Is there a way to make the sound and CD burner work in 2 accounts at a time with Linux Mandrake 10.1? For some reason this does not happen with my current setup.

PTrenholme 05-04-2005 07:05 PM

Forgive my curiosity :scratch: , please, but what do you mean "at the same time?" Do you have several users connected to you box via TTY? Or two keyboards? Perhaps two soundcards?

Anyhow, just how do you expect the "accounts" to "use the sound system" at the same time? Are you perhaps running a job in one account whilst running an interachive session in another?

Please explain. :scratch: :scratch: :scratch:

Cinematography 05-04-2005 07:22 PM

Quote:

Originally posted by PTrenholme
Forgive my curiosity :scratch: , please, but what do you mean "at the same time?" Do you have several users connected to you box via TTY? Or two keyboards? Perhaps two soundcards?

Anyhow, just how do you expect the "accounts" to "use the sound system" at the same time? Are you perhaps running a job in one account whilst running an interachive session in another?

Please explain. :scratch: :scratch: :scratch:

I have multiple accounts on one computer. Sometimes my friend puts things on hold in his account so I can go to my account to do things. But when I'm in my account, I can't get the sound or CD burner to work because his account is still logged in. With Windows I was able to have 3 accounts open, listen to sound in all 3 of them, burn CDs, etc. I was wondering if this was also possible in Linux, or can Linux only handle one open account at a time?

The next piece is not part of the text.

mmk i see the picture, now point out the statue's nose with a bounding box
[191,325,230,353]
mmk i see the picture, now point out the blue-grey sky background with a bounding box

PTrenholme 05-04-2005 10:34 PM

Ah, I see. I believe that MS only permits one "active" user, so they terminate non-disk access for "swapped-out" users. (An oversimplification, but . . .)

Anyhow, Unix was designed as a multi-user system, with a "resource lock" protocol so that different users could take turns using system resources. The point is that your friend has "locked" the sound card, and not released it for your use. Perhaps also the CD.

You don't mention which sound system driver you're using. (ALSA, OSS, ???)

ALSA has a "fullduplex" setting that might help. But the obvious thing would be for you friend to terminate any processes using the sound system (games, movies, terminal sounds, etc.) before relinquishing control to you. (I assume this is done by you doing a "login" from a command prompt in his workspace? If he logged out, the resources would be unlocked.)

If you have another (cheap) PC, you might consider setting it up as an terminal accessing your Linux system, with it's own sound system, CD, etc. Then you could both use yous system at the same time.

Anyhow, the bottom line is, as I said, that Unix was designed to support multiple users on the same system. (A "time-shared" system.) M$ is a single-user "personal" system. So M$ can unlock resources when a "switch user" action is started. Unix doesn't have a "switch user" function, since multiple users are the norm, and a "switch" would be meaningless.

Perhaps some here can offer better advice. (As I said, I was puzzled.) I don't have any answerers for you. Sorry.